O.W.S. — challenge to status quo
By DR. FLORANGEL ROSARIO BRAID
October 18, 2011, 11:53pm
MANILA, Philippines — It started a month ago with 50 protesters who spontaneously gathered in Lower Manhattan’s Zuccotti Park in New York City. Unlike the Arab Spring and other people power movements, the “Occupy Wall Street” (OWS) protest had no charismatic leader or one who claims to have initiated it. They came from various age, gender, and social class groups, and political persuasions. The only thing they had in common was that they represented 99% of the American population. Because it was such an amorphous group, some thought that the members would eventually lose interest and disperse. But instead, the protest grew in numbers and intensity, and spread like wildfire – in the states and cities of the United States and in many parts of Europe and Asia.
The message of Occupy Wall Street was clear – “We belong to the group that is getting poorer and will no longer tolerate the greed of the 1% rich that is getting richer.” In America, this was directed at the excesses of wealthy capitalists and insensitive Congress leaders who called them mobs, and told them to blame themselves and not the banking institutions. The US Congress which is now influenced by Republican conservatives, is perceived as giving preferential treatment to the rich and major business groups while cutting social welfare spending.They blame the latter and President Obama for having failed to find effective solutions to their economic woes.
This OWS message that reverberated all over the US – to California, Seattle, Boston, Hawaii, and other places – likewise appealed to people in Canada, Australia, Rome, Hong Kong, Indonesia, China, the Philippines, and other parts of the world. Except for the violence in Rome that resulted in dozens of persons getting injured, the protests that were carried out in parks and other public places, through creative placards and posters, and over the social networks, were generally peaceful. The message signified that there is a great deal of wrong that needed to be fixed – unemployment, unequal access to quality education and economic opportunities, police brutality, among others.

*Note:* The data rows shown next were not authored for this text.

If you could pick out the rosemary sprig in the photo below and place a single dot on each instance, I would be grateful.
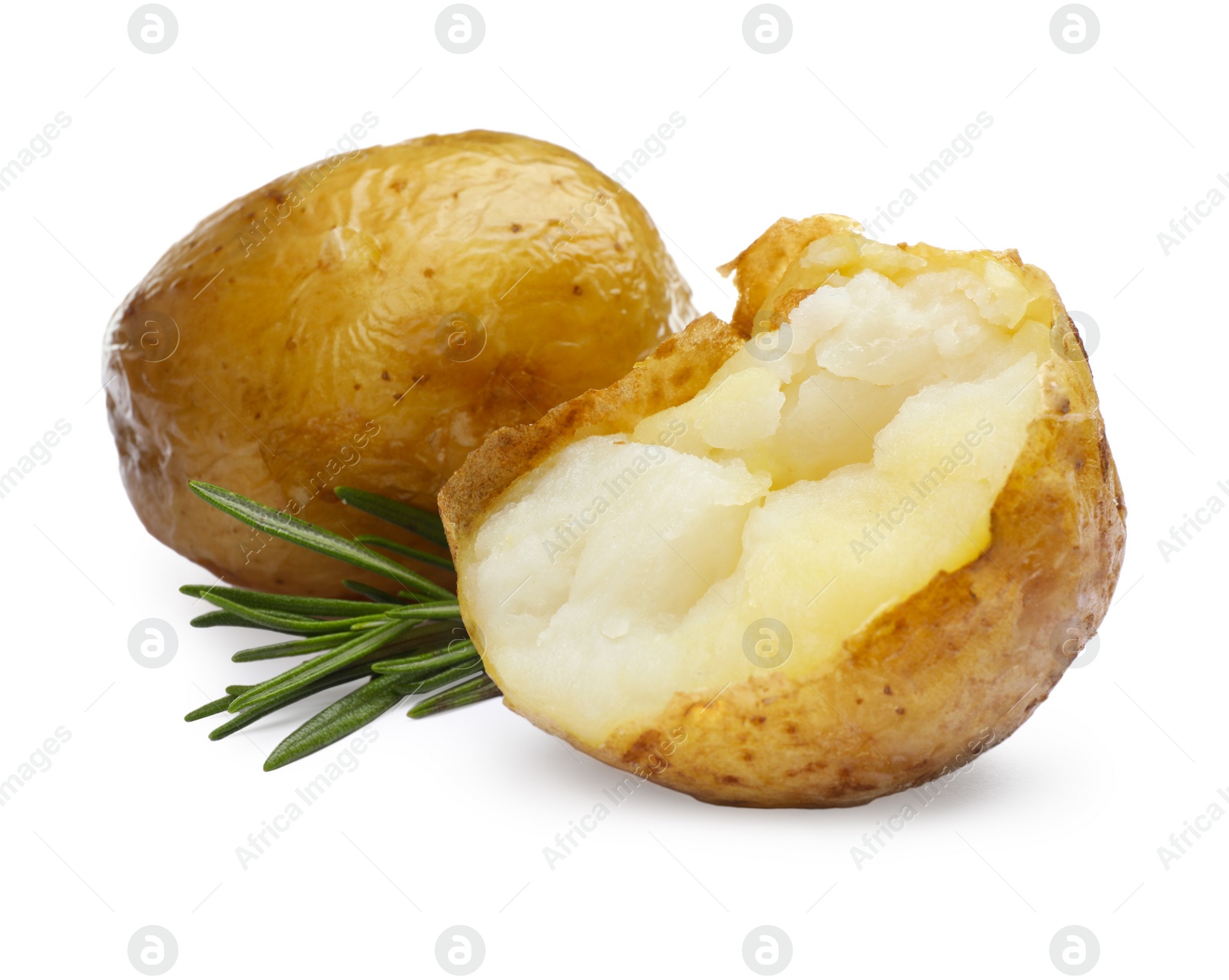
(403, 645)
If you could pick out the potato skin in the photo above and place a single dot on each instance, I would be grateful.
(313, 343)
(928, 684)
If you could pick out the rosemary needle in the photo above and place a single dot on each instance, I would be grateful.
(406, 644)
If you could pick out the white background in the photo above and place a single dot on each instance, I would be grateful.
(444, 822)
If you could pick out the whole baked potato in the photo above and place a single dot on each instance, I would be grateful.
(821, 554)
(368, 321)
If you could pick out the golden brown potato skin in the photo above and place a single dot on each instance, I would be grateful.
(313, 344)
(928, 684)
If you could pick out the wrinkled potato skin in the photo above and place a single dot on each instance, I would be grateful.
(316, 358)
(927, 686)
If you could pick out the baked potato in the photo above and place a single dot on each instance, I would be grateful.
(366, 322)
(823, 553)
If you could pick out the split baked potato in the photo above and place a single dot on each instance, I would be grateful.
(820, 554)
(366, 322)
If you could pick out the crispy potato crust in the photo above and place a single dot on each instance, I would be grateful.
(928, 684)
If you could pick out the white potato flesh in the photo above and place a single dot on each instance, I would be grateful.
(817, 488)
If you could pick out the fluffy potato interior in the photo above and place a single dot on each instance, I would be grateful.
(830, 469)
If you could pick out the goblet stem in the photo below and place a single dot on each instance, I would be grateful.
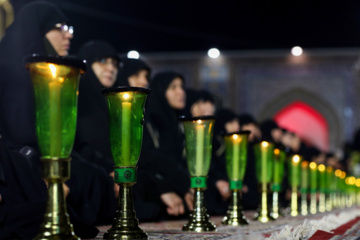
(304, 207)
(199, 219)
(56, 223)
(313, 206)
(125, 224)
(264, 214)
(328, 202)
(294, 202)
(275, 205)
(234, 214)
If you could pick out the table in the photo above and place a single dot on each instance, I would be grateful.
(345, 224)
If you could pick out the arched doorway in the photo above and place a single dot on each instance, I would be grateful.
(305, 121)
(316, 104)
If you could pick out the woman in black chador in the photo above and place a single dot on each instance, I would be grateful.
(92, 135)
(134, 73)
(39, 27)
(163, 179)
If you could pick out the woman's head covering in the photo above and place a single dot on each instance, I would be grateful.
(130, 67)
(158, 110)
(246, 118)
(223, 116)
(266, 127)
(92, 125)
(194, 96)
(24, 36)
(95, 50)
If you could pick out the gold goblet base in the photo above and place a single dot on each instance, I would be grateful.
(294, 203)
(263, 215)
(275, 212)
(234, 214)
(56, 223)
(199, 219)
(125, 224)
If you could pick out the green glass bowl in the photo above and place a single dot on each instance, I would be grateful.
(198, 138)
(126, 117)
(264, 161)
(55, 81)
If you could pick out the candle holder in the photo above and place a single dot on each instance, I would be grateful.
(313, 187)
(304, 187)
(279, 161)
(357, 184)
(236, 158)
(294, 178)
(126, 116)
(337, 187)
(55, 81)
(198, 138)
(264, 166)
(322, 187)
(329, 188)
(342, 187)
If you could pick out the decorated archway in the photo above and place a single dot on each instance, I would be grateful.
(309, 102)
(305, 121)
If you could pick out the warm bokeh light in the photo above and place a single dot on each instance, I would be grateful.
(321, 167)
(133, 54)
(296, 51)
(126, 96)
(276, 151)
(304, 164)
(313, 165)
(337, 172)
(213, 53)
(296, 158)
(52, 69)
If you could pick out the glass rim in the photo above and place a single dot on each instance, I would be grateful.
(247, 132)
(124, 89)
(185, 119)
(60, 60)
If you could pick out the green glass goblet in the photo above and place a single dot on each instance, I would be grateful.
(294, 180)
(55, 81)
(126, 116)
(264, 169)
(313, 187)
(198, 138)
(236, 158)
(279, 164)
(304, 187)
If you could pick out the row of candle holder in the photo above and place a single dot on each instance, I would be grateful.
(325, 187)
(55, 81)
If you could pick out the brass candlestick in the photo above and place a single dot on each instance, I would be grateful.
(126, 114)
(55, 82)
(264, 169)
(198, 138)
(263, 215)
(199, 219)
(234, 215)
(236, 158)
(275, 211)
(304, 206)
(313, 203)
(125, 224)
(56, 223)
(322, 203)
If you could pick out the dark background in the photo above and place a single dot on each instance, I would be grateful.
(158, 26)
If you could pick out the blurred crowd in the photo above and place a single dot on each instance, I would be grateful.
(162, 191)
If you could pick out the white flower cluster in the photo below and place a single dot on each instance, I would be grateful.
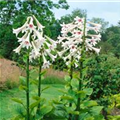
(72, 35)
(34, 40)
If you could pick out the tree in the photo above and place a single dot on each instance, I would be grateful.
(102, 22)
(13, 14)
(70, 17)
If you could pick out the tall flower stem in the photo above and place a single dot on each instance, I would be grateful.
(81, 70)
(27, 84)
(71, 76)
(39, 81)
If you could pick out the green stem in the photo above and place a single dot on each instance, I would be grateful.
(71, 76)
(81, 70)
(39, 81)
(27, 91)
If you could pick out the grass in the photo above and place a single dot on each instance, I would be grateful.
(8, 107)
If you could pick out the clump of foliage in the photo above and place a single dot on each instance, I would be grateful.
(103, 76)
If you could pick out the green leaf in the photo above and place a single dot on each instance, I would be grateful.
(67, 97)
(45, 88)
(43, 72)
(22, 80)
(88, 91)
(67, 78)
(45, 110)
(90, 103)
(17, 100)
(36, 98)
(74, 83)
(22, 87)
(34, 104)
(74, 112)
(96, 110)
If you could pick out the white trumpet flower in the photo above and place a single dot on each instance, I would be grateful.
(40, 27)
(18, 49)
(46, 63)
(34, 40)
(35, 49)
(71, 39)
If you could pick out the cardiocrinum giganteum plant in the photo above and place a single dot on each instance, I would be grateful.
(77, 40)
(34, 45)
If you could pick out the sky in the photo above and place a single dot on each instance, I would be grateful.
(106, 9)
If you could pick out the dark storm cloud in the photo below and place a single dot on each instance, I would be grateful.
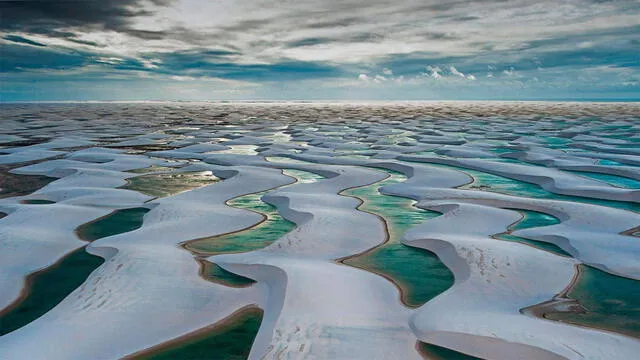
(21, 40)
(18, 58)
(355, 38)
(46, 16)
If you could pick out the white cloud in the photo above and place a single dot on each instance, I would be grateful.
(455, 71)
(434, 71)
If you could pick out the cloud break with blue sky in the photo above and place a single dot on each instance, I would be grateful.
(351, 50)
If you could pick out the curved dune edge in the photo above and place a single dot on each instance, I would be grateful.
(219, 325)
(303, 320)
(83, 192)
(499, 278)
(146, 273)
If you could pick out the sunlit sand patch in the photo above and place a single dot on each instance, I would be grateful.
(46, 288)
(118, 222)
(166, 184)
(259, 236)
(601, 300)
(489, 182)
(434, 352)
(215, 273)
(533, 219)
(37, 202)
(229, 339)
(19, 185)
(152, 168)
(618, 181)
(238, 150)
(418, 273)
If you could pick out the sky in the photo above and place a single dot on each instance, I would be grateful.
(319, 50)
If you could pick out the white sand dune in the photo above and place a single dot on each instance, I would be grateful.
(149, 290)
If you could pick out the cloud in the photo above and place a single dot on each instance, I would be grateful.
(455, 72)
(389, 42)
(21, 40)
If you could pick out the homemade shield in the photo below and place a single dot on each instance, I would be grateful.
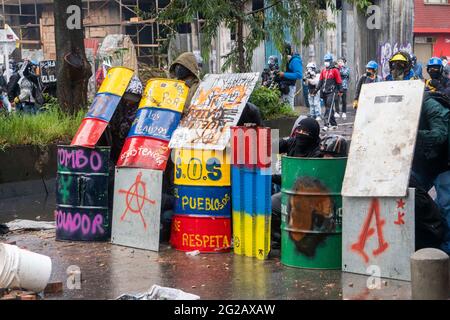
(205, 234)
(137, 208)
(311, 221)
(379, 232)
(383, 140)
(165, 94)
(217, 104)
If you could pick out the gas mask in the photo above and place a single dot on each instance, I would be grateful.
(181, 72)
(434, 73)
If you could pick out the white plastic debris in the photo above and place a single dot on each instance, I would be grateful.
(193, 253)
(19, 224)
(160, 293)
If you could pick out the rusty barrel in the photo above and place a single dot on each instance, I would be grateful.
(202, 219)
(311, 221)
(82, 212)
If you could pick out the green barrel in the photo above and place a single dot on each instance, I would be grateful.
(311, 221)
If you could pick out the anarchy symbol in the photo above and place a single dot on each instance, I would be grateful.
(135, 198)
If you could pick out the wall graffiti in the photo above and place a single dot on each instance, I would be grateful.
(217, 105)
(386, 51)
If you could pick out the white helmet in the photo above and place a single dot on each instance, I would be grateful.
(311, 65)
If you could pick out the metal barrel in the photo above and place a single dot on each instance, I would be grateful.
(154, 123)
(311, 221)
(211, 235)
(116, 81)
(251, 191)
(202, 201)
(82, 212)
(167, 94)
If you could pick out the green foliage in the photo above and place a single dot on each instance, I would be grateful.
(51, 125)
(274, 20)
(269, 103)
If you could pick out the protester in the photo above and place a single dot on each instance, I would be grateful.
(417, 67)
(369, 77)
(311, 80)
(330, 86)
(438, 82)
(269, 73)
(305, 143)
(400, 66)
(6, 105)
(430, 159)
(29, 99)
(333, 146)
(186, 68)
(345, 76)
(286, 80)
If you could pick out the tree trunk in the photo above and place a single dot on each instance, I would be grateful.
(240, 45)
(73, 69)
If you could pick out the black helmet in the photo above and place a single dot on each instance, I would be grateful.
(334, 145)
(134, 90)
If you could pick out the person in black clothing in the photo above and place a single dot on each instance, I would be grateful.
(305, 143)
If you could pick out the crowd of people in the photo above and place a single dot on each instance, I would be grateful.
(328, 87)
(23, 92)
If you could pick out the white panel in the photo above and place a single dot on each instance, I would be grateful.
(378, 233)
(137, 208)
(217, 105)
(383, 139)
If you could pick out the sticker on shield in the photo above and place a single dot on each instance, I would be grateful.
(155, 123)
(103, 106)
(89, 132)
(137, 208)
(143, 152)
(207, 201)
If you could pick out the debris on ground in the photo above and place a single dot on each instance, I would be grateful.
(160, 293)
(20, 224)
(54, 287)
(193, 253)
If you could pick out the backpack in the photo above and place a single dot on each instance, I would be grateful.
(444, 100)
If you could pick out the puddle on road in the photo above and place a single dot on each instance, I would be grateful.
(28, 207)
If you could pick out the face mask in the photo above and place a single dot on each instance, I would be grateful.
(181, 72)
(397, 74)
(434, 74)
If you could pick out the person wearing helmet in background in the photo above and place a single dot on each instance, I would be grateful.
(30, 97)
(186, 68)
(345, 76)
(417, 67)
(334, 146)
(311, 81)
(400, 67)
(330, 86)
(430, 158)
(268, 75)
(287, 80)
(437, 81)
(369, 77)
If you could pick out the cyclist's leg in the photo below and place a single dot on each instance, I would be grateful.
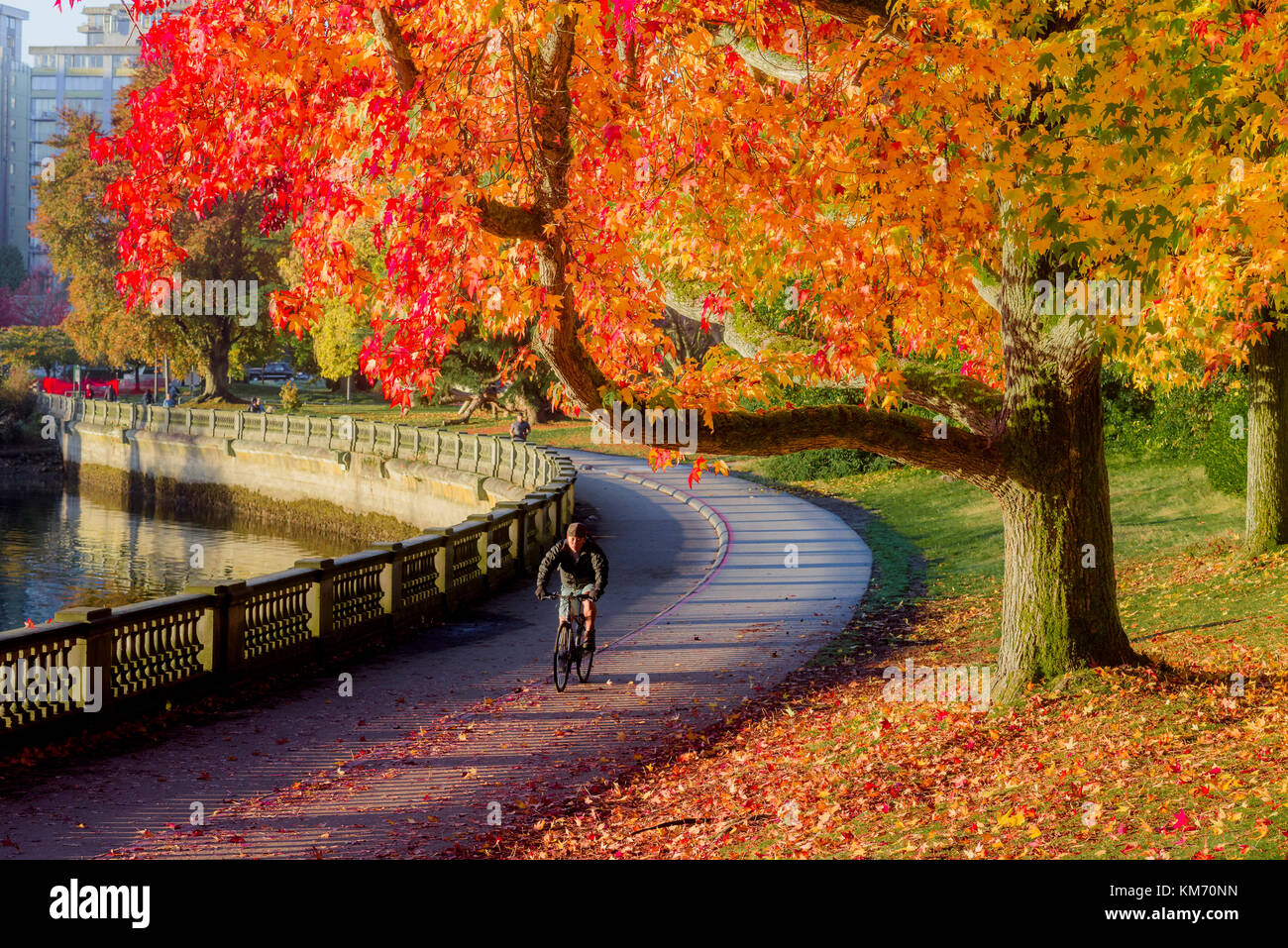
(588, 610)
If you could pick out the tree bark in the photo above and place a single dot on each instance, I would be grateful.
(1059, 588)
(214, 369)
(1266, 523)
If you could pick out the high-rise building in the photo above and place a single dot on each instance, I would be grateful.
(14, 132)
(81, 77)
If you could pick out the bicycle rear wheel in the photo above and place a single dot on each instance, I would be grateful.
(584, 659)
(563, 656)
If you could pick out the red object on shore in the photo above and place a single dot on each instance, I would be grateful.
(58, 386)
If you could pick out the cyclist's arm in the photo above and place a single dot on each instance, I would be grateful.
(546, 565)
(600, 563)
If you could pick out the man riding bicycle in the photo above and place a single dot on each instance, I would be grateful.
(583, 570)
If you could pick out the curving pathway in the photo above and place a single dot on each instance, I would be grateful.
(460, 730)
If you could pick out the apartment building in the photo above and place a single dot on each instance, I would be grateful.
(14, 130)
(84, 77)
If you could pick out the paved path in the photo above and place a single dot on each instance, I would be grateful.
(462, 728)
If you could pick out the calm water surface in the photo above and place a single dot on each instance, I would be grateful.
(62, 549)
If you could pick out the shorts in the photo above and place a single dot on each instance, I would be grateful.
(568, 591)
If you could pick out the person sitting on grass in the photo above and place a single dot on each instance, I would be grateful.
(520, 428)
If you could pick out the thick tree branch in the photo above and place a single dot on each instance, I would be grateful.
(509, 222)
(391, 39)
(787, 68)
(952, 394)
(893, 434)
(853, 11)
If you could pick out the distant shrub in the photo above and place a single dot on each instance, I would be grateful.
(1155, 423)
(16, 394)
(1225, 449)
(824, 464)
(291, 398)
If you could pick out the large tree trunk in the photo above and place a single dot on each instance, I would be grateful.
(214, 369)
(1267, 443)
(1059, 592)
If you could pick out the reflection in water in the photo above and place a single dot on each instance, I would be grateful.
(62, 549)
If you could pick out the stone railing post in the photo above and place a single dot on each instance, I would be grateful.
(220, 625)
(447, 567)
(95, 648)
(390, 581)
(321, 600)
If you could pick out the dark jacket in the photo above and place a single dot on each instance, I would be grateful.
(591, 566)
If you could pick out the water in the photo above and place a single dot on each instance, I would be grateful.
(62, 549)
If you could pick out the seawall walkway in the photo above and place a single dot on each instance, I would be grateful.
(462, 727)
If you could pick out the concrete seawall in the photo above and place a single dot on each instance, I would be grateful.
(421, 494)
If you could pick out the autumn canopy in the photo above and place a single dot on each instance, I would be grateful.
(872, 198)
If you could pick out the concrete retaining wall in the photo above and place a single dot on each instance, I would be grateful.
(421, 494)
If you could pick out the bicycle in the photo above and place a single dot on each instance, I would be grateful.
(570, 643)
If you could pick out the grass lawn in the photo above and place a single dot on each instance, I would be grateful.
(1167, 760)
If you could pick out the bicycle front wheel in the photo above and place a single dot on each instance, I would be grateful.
(563, 656)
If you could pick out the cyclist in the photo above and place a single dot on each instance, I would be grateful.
(583, 569)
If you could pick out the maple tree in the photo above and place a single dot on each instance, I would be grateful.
(909, 176)
(219, 244)
(1234, 261)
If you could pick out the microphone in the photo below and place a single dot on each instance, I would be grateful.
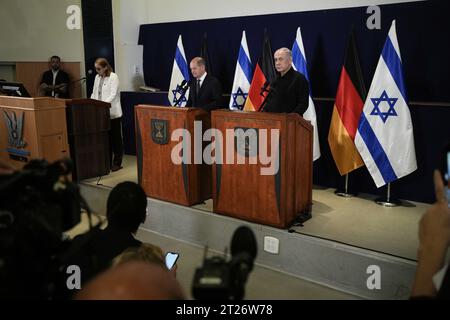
(184, 85)
(264, 88)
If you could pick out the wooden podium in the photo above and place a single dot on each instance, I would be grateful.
(241, 191)
(32, 128)
(187, 183)
(88, 124)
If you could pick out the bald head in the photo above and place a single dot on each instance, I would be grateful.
(133, 281)
(283, 60)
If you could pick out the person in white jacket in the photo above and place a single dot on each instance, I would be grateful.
(106, 88)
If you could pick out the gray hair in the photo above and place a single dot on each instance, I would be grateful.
(285, 51)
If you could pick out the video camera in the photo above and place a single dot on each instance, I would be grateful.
(37, 204)
(219, 279)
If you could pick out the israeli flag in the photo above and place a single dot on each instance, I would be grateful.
(385, 134)
(242, 77)
(179, 93)
(299, 64)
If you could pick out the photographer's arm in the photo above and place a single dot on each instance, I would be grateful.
(434, 236)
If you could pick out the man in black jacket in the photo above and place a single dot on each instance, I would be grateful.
(55, 82)
(94, 251)
(289, 92)
(205, 90)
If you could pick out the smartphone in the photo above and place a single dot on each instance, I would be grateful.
(171, 259)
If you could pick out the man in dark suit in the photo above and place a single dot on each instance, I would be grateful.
(289, 92)
(94, 251)
(55, 82)
(205, 90)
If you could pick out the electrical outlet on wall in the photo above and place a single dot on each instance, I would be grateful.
(271, 245)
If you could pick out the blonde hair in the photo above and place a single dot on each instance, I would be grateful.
(104, 64)
(145, 252)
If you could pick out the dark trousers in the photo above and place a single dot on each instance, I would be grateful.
(116, 142)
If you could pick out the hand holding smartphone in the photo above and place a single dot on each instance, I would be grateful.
(171, 259)
(446, 172)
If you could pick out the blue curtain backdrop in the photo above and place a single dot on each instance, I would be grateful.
(423, 34)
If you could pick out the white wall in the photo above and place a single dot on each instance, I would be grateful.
(177, 10)
(129, 14)
(127, 17)
(34, 30)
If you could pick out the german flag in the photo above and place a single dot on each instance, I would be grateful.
(264, 73)
(349, 104)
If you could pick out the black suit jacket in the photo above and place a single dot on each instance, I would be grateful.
(61, 77)
(210, 95)
(288, 94)
(94, 251)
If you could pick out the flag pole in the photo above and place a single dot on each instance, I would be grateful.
(388, 201)
(345, 194)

In the country, political activists from Bayan and Anakbayan which marched near the US Embassy, the Philippine Stock Exchange, and the Amercian Chamber of Commerce saw the OWS protest as an opportunity to advocate against hunger, joblessness, and inequities of free market capitalism, and to dramatize these concerns in placards which carried these messages: “PH is not for sale” (referring to Cha-cha which is seen as a step towards sale of patrimony and economic sovereignty); “36 million cannot afford food;” “15 million experience hunger;” “11 million are jobless.” Anakbayan describes the OWS as “the closest symbol yet of the failure of globalization to provide a decent existence to millions all over the world”.